Lastly, though JMX is a standard, in my experience there isn't "wide client 
support". Most of the tooling I've found around JMX is pretty bad, to be 
honest, especially if you have management tools in languages other than Java. 
For example, googling "python jmx client", the only methods I can find involve 
putting a JMX-HTTP gateway on the server side, which means we're not really 
getting a ton of mileage anyway.
                
> Change management protocol to JMX
> ---------------------------------
>
>                 Key: HADOOP-9160
>                 URL: https://issues.apache.org/jira/browse/HADOOP-9160
>             Project: Hadoop Common
>          Issue Type: Improvement
>            Reporter: Luke Lu
>
> Currently we use Hadoop RPC (and some HTTP, notably fsck) for admin 
> protocols.

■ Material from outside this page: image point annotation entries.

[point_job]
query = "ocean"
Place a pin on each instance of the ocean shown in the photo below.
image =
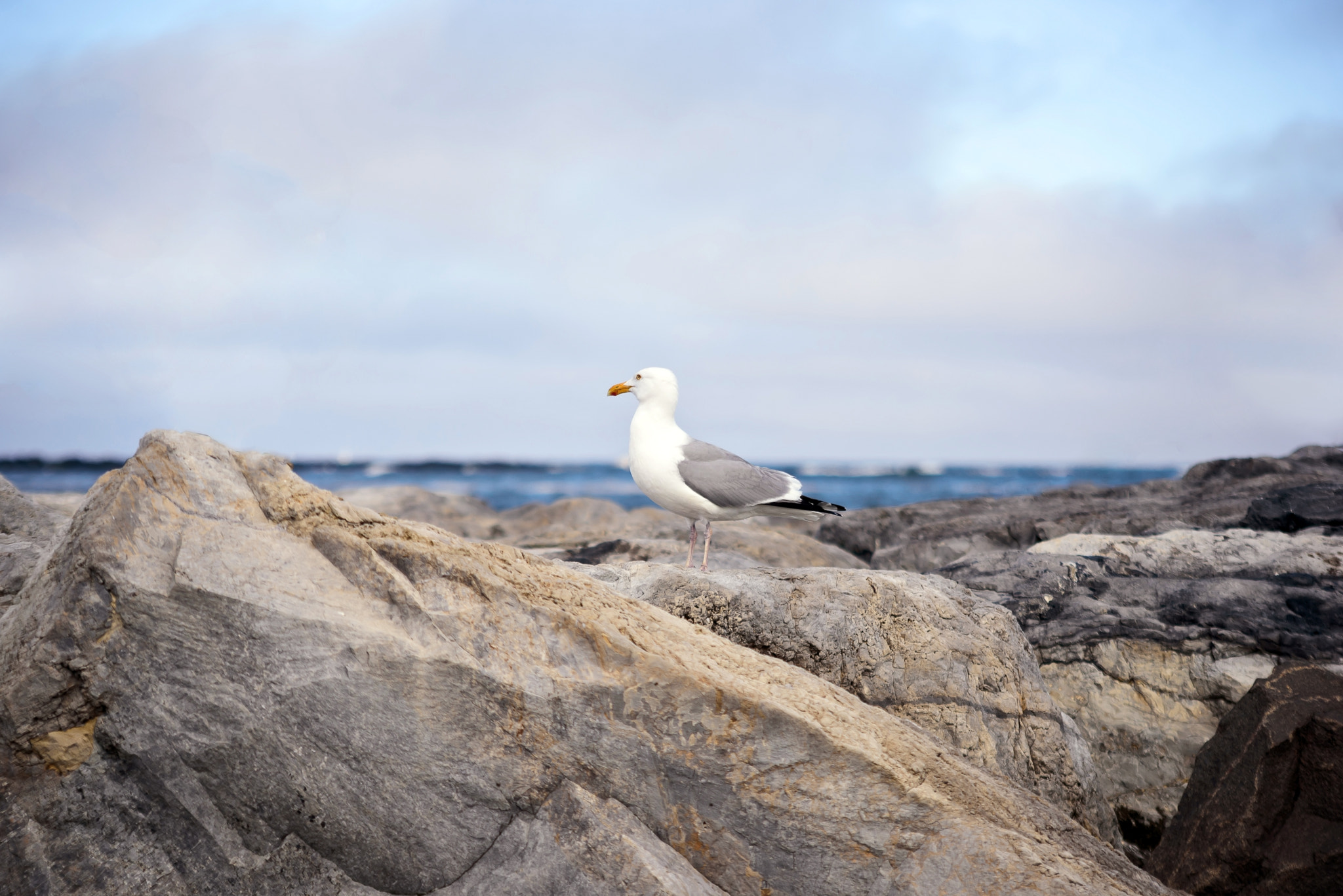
(508, 485)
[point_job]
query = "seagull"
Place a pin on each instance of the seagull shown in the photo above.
(697, 480)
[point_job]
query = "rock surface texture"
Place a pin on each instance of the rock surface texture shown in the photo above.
(598, 531)
(919, 646)
(1264, 808)
(1149, 641)
(1214, 495)
(229, 682)
(27, 532)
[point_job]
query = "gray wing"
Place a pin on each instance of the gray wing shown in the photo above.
(727, 480)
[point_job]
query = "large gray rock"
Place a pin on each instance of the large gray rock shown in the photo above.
(457, 513)
(601, 531)
(228, 680)
(1214, 495)
(1149, 641)
(579, 844)
(919, 646)
(27, 532)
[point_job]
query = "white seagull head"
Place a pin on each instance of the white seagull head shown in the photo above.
(656, 383)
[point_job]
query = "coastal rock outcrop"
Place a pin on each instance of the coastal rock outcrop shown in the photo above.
(226, 680)
(1303, 507)
(27, 532)
(1264, 808)
(601, 531)
(1149, 641)
(1214, 495)
(919, 646)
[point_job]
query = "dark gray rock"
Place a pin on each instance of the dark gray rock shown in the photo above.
(1213, 495)
(1264, 808)
(1149, 641)
(1298, 508)
(27, 532)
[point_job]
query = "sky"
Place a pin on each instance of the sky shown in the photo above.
(954, 231)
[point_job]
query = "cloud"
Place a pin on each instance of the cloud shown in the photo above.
(438, 231)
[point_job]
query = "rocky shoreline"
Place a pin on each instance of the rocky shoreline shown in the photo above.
(397, 691)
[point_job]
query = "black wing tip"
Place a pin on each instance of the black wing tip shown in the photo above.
(812, 504)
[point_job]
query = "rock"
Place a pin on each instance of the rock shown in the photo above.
(27, 532)
(1214, 495)
(594, 530)
(1149, 641)
(457, 513)
(1262, 813)
(1298, 508)
(579, 844)
(919, 646)
(289, 692)
(64, 503)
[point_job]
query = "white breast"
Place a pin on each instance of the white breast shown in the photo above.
(654, 454)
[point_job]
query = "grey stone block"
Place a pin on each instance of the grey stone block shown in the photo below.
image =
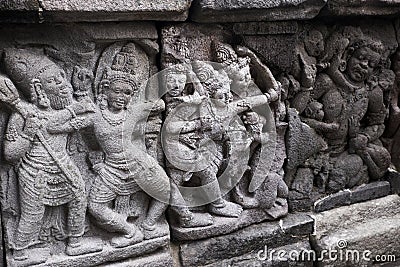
(338, 199)
(269, 260)
(221, 226)
(361, 8)
(19, 11)
(158, 259)
(250, 239)
(109, 254)
(114, 10)
(298, 224)
(393, 177)
(248, 10)
(370, 191)
(372, 225)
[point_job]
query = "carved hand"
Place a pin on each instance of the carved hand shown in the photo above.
(158, 106)
(84, 106)
(354, 126)
(32, 125)
(82, 79)
(8, 92)
(359, 143)
(244, 51)
(207, 123)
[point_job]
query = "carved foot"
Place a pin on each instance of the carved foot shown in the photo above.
(227, 209)
(23, 258)
(196, 220)
(151, 231)
(245, 201)
(80, 246)
(127, 240)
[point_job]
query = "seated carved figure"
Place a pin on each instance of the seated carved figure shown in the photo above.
(249, 192)
(184, 122)
(126, 161)
(46, 174)
(347, 107)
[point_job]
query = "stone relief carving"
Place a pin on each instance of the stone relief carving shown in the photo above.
(344, 98)
(37, 142)
(221, 103)
(244, 141)
(49, 198)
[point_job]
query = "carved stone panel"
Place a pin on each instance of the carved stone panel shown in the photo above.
(78, 167)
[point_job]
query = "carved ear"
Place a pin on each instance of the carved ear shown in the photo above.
(342, 65)
(40, 97)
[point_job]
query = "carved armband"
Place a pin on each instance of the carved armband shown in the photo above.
(73, 114)
(76, 123)
(12, 134)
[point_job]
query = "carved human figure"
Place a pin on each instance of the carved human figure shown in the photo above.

We should consider moving all admin protocols to JMX, as it's the 
> industry standard for java server management with wide client support.
> Having an alternative/redundant RPC mechanism is very desirable for admin 
> protocols. I've seen in the past in multiple cases, where NN and/or JT RPC 
> were locked up solid due to various bugs and/or RPC thread pool exhaustion, 
> while HTTP and/or JMX worked just fine.
> Other desirable benefits include admin protocol backward compatibility and 
> introspectability, which is convenient for a centralized management system to 
> manage multiple Hadoop clusters of different versions. Another notable 
> benefit is that it's much easier to implement new admin commands in JMX 
> (especially with MXBean) than Hadoop RPC, especially in trunk (and 0.23+, 
> 2.x).
> Since Hadoop RPC doesn't guarantee backward compatibility (probably not ever 
> for branch-1), there are no external management tools depending on it. We can 
> maintain a practical backward compatibility by keeping the admin 
> script/command line interface unchanged.